Im Spannungsfeld zwischen Medienpädagogik und Informatikdidaktik bietet der achte Münsteraner Workshop zur Schulinformatik die Gelegenheit zum Setzen von Impulsen und dem Austauschen von Sichtweisen. In der Keynote von Bardo Herzig (Universität Paderborn) werden unterschiedliche Argumentationslinien von Positionen aufgegriffen und zu Impulsen für eine informatische Bildung und eine Medienbildung geführt. Beispiele aus der und für die Unterrichtspraxis zeigen interessante Verknüpfungen zwischen Medien und Informatiksystemen auf: Computereinsatz zur Sprachsteuerung (Sebastian Becker, Universität Göttingen und Frauke Ritter, Max-Planck Gymnasium Göttingen), zum Datamining (Barbara Messing, Berufskolleg Werther Brücke, Wuppertal) und für Rennsimulationen (Till Zoppke, Gymnasium Tiergarten, Berlin). Digitale Artefakte werden nicht nur zur Repräsentation von Information und Wissen sondern auch zum Messen, Steuern und Regeln eingesetzt. Das Gestalten dieser Informatiksysteme erfordert auch algorithmisches Denken und Programmieren. Lennart Goecke und Jurik Stilller (HU Berlin) berichten über Programmierprojekte im Sachunterricht der Grundschule. Katja Bach und Nils Springob (BOB3.org) stellen Tutorials zur Einführung in die textuelle Programmierung für Fünft- und Sechstklässler vor. Dass Texte im Informatikunterricht in verschiedensten Formen auftreten und behandelt werden (können), zeigt Daniel Siebrecht (Universität Wuppertal) in seiner Arbeit. Mehrere Beiträge beschäftigen sich mit den informatischen Aspekten des NRW-Medienpass (Nadine Bergner, RWTH Aachen und Michael Weigend, Holzkamp-Gesamtschule Witten). Ilona Petrenko (WWU Münster) untersucht Möglichkeiten, um „Ökologisches Denken im Informatikunterricht“ zu integrieren.

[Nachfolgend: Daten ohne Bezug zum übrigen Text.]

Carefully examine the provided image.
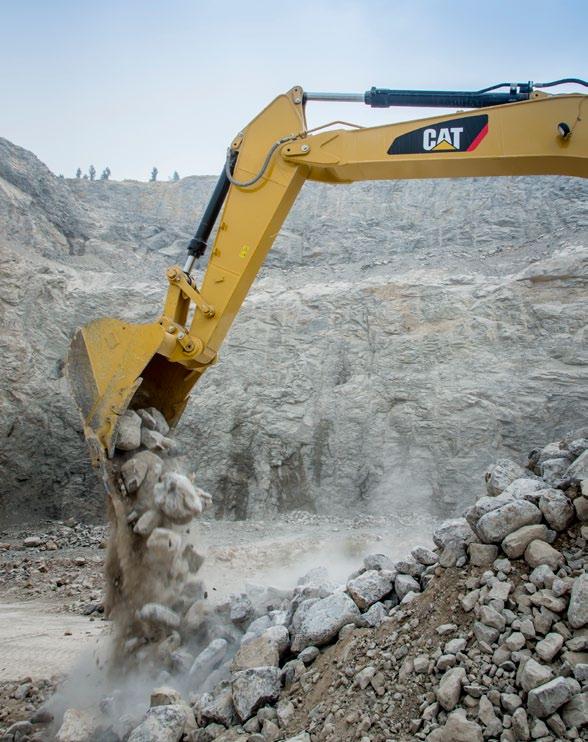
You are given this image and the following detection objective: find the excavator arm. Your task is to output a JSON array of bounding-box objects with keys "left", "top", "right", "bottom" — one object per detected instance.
[{"left": 68, "top": 81, "right": 588, "bottom": 462}]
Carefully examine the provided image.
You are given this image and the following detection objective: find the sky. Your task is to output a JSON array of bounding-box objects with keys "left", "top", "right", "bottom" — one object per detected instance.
[{"left": 0, "top": 0, "right": 588, "bottom": 180}]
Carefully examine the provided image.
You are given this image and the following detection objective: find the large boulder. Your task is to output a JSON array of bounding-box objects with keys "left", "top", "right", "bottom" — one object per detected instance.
[
  {"left": 232, "top": 667, "right": 281, "bottom": 721},
  {"left": 292, "top": 593, "right": 361, "bottom": 652},
  {"left": 476, "top": 500, "right": 541, "bottom": 544}
]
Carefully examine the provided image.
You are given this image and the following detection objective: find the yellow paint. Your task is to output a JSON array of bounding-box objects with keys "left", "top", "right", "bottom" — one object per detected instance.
[{"left": 69, "top": 88, "right": 588, "bottom": 457}]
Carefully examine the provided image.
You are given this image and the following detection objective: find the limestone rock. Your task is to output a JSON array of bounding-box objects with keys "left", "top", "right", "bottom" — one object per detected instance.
[
  {"left": 116, "top": 410, "right": 141, "bottom": 451},
  {"left": 568, "top": 573, "right": 588, "bottom": 629},
  {"left": 292, "top": 593, "right": 361, "bottom": 652},
  {"left": 347, "top": 569, "right": 396, "bottom": 611},
  {"left": 476, "top": 500, "right": 541, "bottom": 544},
  {"left": 527, "top": 677, "right": 576, "bottom": 719},
  {"left": 525, "top": 539, "right": 564, "bottom": 570},
  {"left": 501, "top": 523, "right": 549, "bottom": 559},
  {"left": 484, "top": 459, "right": 528, "bottom": 497},
  {"left": 539, "top": 490, "right": 574, "bottom": 531},
  {"left": 128, "top": 704, "right": 194, "bottom": 742},
  {"left": 435, "top": 667, "right": 465, "bottom": 711},
  {"left": 232, "top": 667, "right": 280, "bottom": 721}
]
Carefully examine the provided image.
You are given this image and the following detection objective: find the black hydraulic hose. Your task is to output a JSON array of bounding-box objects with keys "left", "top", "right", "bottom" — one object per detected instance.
[{"left": 188, "top": 150, "right": 237, "bottom": 258}]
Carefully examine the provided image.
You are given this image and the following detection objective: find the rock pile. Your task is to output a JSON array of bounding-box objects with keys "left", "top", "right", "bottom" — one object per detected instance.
[{"left": 9, "top": 436, "right": 588, "bottom": 742}]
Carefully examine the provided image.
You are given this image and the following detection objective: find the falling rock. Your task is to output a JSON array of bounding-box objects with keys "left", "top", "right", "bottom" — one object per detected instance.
[
  {"left": 476, "top": 500, "right": 541, "bottom": 544},
  {"left": 517, "top": 658, "right": 553, "bottom": 693},
  {"left": 568, "top": 572, "right": 588, "bottom": 629},
  {"left": 231, "top": 633, "right": 280, "bottom": 672},
  {"left": 150, "top": 686, "right": 184, "bottom": 707},
  {"left": 502, "top": 477, "right": 545, "bottom": 504},
  {"left": 120, "top": 454, "right": 151, "bottom": 494},
  {"left": 484, "top": 459, "right": 529, "bottom": 497},
  {"left": 433, "top": 518, "right": 475, "bottom": 549},
  {"left": 501, "top": 523, "right": 549, "bottom": 559},
  {"left": 116, "top": 410, "right": 141, "bottom": 451},
  {"left": 525, "top": 539, "right": 564, "bottom": 571},
  {"left": 55, "top": 708, "right": 98, "bottom": 742},
  {"left": 137, "top": 603, "right": 180, "bottom": 629},
  {"left": 363, "top": 602, "right": 388, "bottom": 628},
  {"left": 147, "top": 528, "right": 182, "bottom": 559},
  {"left": 362, "top": 554, "right": 394, "bottom": 572},
  {"left": 394, "top": 575, "right": 421, "bottom": 600},
  {"left": 561, "top": 691, "right": 588, "bottom": 729},
  {"left": 232, "top": 667, "right": 280, "bottom": 721},
  {"left": 190, "top": 639, "right": 228, "bottom": 680},
  {"left": 435, "top": 667, "right": 465, "bottom": 711},
  {"left": 292, "top": 592, "right": 360, "bottom": 652},
  {"left": 539, "top": 490, "right": 574, "bottom": 531},
  {"left": 347, "top": 569, "right": 396, "bottom": 611},
  {"left": 128, "top": 704, "right": 195, "bottom": 742},
  {"left": 133, "top": 510, "right": 161, "bottom": 536},
  {"left": 535, "top": 632, "right": 564, "bottom": 662},
  {"left": 539, "top": 458, "right": 570, "bottom": 486},
  {"left": 410, "top": 546, "right": 438, "bottom": 567},
  {"left": 426, "top": 709, "right": 484, "bottom": 742},
  {"left": 468, "top": 541, "right": 498, "bottom": 567},
  {"left": 153, "top": 472, "right": 202, "bottom": 524},
  {"left": 197, "top": 687, "right": 236, "bottom": 727},
  {"left": 527, "top": 676, "right": 579, "bottom": 719},
  {"left": 564, "top": 451, "right": 588, "bottom": 480}
]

Einen Einblick in die Entwicklung von medienbezogenen Materialien für den Informatik-Unterricht in den Niederlanden gibt Nataša Grugrina (Universität Groningen) und Dieter Engbring (Universität Bonn) geht auf Fragen der Lehrerbildung vor dem Hintergrund der Digitalisierung ein.
Wir danken allen Autoren für Ihre Beiträge und wünschen einen angenehmen Workshop.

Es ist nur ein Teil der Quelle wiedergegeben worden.